The price stays the same, but the product gets smaller and smaller and smaller. It’s called product “shrink” and it’s the result of rising manufacturing costs. As costs rise, companies must make a decision – raise the price of the product accordingly, or keep the price the same while reducing the size of the product.
I’m not the only one who’s noticed product shrink — many readers have too, and my recent column on products being downsized elicited many passionate responses:
In response to your column on shrinking products, you hit on the mark as to what I personally observe as the primary food shopper in this family.
Case in point: I am a dedicated consumer of premium bourbon. Recently, Maker’s Mark proposed to reduce the alcohol level in their premium bourbon (meaning, watering it down) to keep up with their inability to provide increased demand for their quality product of the past. It takes considerable time to produce quality bourbon and alcohol level dramatically changes the taste of the bourbon! There was big-time backlash. The company said, “You spoke and we listened.” They rescinded on their decision almost immediately.

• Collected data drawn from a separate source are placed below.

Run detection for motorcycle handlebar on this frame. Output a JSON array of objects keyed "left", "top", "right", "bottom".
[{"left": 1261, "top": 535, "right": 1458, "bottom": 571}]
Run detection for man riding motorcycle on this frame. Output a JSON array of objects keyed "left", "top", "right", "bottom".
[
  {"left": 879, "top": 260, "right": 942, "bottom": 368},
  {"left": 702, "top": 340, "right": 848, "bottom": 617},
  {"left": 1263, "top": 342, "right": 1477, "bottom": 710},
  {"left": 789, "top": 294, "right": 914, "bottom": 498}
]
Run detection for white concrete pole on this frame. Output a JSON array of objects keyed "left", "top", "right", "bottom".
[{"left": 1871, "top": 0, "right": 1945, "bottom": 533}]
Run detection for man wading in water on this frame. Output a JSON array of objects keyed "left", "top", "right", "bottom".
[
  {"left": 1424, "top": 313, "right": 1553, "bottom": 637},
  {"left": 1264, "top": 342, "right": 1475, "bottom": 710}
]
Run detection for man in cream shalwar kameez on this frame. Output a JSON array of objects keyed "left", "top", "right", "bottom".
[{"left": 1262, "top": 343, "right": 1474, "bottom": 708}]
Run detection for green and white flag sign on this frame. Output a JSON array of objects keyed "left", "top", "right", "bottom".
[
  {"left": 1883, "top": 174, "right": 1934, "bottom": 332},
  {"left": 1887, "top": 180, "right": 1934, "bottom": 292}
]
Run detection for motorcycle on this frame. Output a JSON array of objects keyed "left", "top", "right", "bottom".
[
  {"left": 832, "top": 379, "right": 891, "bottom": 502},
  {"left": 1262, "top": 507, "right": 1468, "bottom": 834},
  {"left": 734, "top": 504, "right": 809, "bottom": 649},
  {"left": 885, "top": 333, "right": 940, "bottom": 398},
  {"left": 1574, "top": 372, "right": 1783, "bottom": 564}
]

I heard about this case in the news, and it was a real triumph for shoppers who made their voices known. One enormous benefit of social media is that customers can converse with their favorite brands in real time, and fans of this bourbon were not shy about sharing how they felt about the reduction in quality.

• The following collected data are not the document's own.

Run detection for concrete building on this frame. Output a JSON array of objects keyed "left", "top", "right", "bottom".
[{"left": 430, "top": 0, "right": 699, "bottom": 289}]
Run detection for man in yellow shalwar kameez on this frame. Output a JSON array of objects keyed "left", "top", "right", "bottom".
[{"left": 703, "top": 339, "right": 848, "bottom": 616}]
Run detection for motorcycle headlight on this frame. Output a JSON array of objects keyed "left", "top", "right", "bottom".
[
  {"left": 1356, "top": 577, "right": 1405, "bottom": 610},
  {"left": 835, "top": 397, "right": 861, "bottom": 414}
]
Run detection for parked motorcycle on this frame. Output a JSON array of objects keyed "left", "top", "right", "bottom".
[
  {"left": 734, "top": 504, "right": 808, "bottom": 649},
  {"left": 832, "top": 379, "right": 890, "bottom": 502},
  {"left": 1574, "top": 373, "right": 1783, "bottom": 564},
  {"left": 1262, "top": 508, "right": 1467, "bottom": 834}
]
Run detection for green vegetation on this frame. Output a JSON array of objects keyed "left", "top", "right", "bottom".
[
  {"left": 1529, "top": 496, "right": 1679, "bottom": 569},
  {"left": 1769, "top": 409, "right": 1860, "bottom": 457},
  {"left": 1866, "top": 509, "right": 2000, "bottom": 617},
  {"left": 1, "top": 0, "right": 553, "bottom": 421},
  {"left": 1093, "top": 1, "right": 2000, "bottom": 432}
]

Your column on groceries shrinking is so true. Half-gallon orange juice bottles went from 64 ounces to 59 ounces. Today I saw a brand of juice now has 46-ounce bottles! That is 18 ounces smaller than it used to be. And the funny thing is, when you look at the bottle from the front, it looks the same, but the bottle is only a couple inches deep. Did the price go down? No. But now it’s like three glasses of juice missing from the bottle.